CSA optimistic about ICC reforms
President Chris Nenzani will appear before Parliament to discuss the reforms.
CAPE TOWN - Cricket South Africa (CSA) President Chris Nenzani will appear before Parliament's Portfolio Committee on Sport in Cape Town on Tuesday.
He will discuss the CSA's decision to back reform proposals by the International Cricket Council (ICC).
Nenzani is expected to discuss the implication of the changes and what it will mean for South Africa.
The Pakistan and Sri Lankan Boards opted to abstain from voting in Saturday's Special Meeting of the ICC in Singapore.
Many analysts believe the reforms effectively put India, England and Australia in charge of the game.
The restructuring will see the "big three" pocket a greater share of ICC revenue and occupy key posts within the governing body.
Speaking to Eyewitness News Sport on Monday afternoon, Nenzani says he doesn't believe the decision taken reduces South Africa to a second-tier cricketing nation.
"Moving on from the challenges that we have had over the last two to three years, at some point we have moved away from the centre stage of the ICC. We had an element of instability and unfortunately, it was not by design.
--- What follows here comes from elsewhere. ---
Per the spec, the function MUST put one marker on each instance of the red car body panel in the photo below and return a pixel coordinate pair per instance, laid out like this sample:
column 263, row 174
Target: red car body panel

I think the key role therefore for us is to move ourselves back to the centre stage."
The CSA president said that they had to make concessions for the good of the game, which leaves him with mixed emotions.
"I think it's a mixture of emotions because if you look at what is happening and taking place within the ICC, the ICC is going through a period of restructuring. During that time, challenges surely would emanate. Those challenges require us as the leadership to effectively confront them."
Nenzani admitted that he sympathises with concerns over the future of the game in South Africa.
But he attempted to allay the fears of the cricket-supporting public.
"I don't think we need to necessarily be agitated and nervous about this. It is a milestone along the road towards the restructuring of the ICC."
Nenzani says CSA will now use the reforms as a launching pad to catapult back to being one of the game's commercial powers.
"We try to put the interests of Cricket South Africa first and see how best those interests are served. From that base, we continue our duties as a member of the ICC, and contribute from a position of strength within the ICC."